Dame Juliet said the focus of her investigations this year was: food rescue, food loss, and food waste.

To that end she spent two days in Dunedin this week talking to academics and industry partners about food waste innovation.

"It’s a massive issue globally: the statistic that people pull out is that if food waste was a country, it would be the third biggest emitter," she said.

Not only was methane emitted from landfills but if people wasted food, they were wasting the emissions that came from both transporting and growing it and they also wasted the water used to grow the food.

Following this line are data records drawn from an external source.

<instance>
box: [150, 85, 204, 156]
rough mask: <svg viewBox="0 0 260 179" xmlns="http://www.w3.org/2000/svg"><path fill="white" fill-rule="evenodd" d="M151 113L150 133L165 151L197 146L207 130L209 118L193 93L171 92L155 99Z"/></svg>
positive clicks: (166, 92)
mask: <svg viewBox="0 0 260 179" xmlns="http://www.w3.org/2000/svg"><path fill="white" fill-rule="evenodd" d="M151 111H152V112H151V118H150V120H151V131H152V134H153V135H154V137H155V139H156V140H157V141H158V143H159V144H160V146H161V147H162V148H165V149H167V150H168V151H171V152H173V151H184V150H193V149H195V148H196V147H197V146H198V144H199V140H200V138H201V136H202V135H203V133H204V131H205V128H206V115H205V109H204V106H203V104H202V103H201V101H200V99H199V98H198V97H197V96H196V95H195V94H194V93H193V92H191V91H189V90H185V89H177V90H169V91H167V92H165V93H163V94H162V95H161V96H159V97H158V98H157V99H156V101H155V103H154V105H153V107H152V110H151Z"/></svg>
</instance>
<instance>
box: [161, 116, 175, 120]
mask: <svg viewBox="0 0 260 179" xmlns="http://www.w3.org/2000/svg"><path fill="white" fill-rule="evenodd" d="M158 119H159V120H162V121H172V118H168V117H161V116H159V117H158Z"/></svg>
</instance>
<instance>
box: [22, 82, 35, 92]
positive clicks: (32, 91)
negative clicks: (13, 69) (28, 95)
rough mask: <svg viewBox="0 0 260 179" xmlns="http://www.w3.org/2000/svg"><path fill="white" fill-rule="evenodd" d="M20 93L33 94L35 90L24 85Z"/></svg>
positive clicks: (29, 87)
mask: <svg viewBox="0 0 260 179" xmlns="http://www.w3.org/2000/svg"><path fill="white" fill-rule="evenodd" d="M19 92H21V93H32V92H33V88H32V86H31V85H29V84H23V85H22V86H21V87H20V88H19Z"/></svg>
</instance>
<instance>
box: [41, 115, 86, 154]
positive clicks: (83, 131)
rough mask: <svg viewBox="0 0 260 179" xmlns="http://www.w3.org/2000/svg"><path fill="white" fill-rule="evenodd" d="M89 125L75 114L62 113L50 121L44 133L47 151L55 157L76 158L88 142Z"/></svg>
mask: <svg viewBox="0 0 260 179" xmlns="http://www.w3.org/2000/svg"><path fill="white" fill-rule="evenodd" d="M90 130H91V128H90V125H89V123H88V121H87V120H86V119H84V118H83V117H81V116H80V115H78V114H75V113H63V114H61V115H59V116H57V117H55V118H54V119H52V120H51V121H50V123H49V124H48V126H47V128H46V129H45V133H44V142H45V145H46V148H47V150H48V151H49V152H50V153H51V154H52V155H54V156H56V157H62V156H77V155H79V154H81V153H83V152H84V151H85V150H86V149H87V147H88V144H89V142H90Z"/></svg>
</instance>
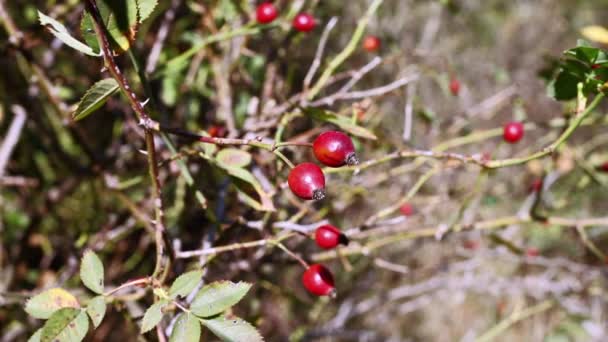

Food science and marketing student Georgia Mcintyre (21, left), of Christchurch, and food science...
Food science and marketing student Georgia Mcintyre (21, left), of Christchurch, and food science and nutrition student Ella McCabe (21), of Hawke’s Bay, have turned blueberries rejected for sale into ice cream and other foods at the University of Otago’s Upcycled Food Lab. PHOTO: PETER MCINTOSH
"The less we waste, the smaller our carbon footprint," she said.

Her work extended from trying to prevent loss on farms to making sure that healthy food went to people and not the landfill, or that food that was not safe for human consumption went to animal feed, or on to compost, instead of a landfill.

"There are people here who are experts in food rescue, and are really focused on the social aspects of that, there are people that are looking at land-use and changing the environmental stewardship pictures ...

"There are people working on innovative products like ‘this’ so that if you really can’t rescue the food, you can upcycle it, add value, and do something clever.

"I think we’ve got a really unique opportunity to pull all the parts of the system together, really try to create a circular food economy so we waste as little as possible."

Food science head of department Prof Indrawati Oey said people today were used to having processed food on demand, but in "the olden days" food was more often produced at home and byproducts were used in food preparation.

People were realising that the byproducts from a product could also be commercialised.

Upcycling food had led to a "booming" market, she said.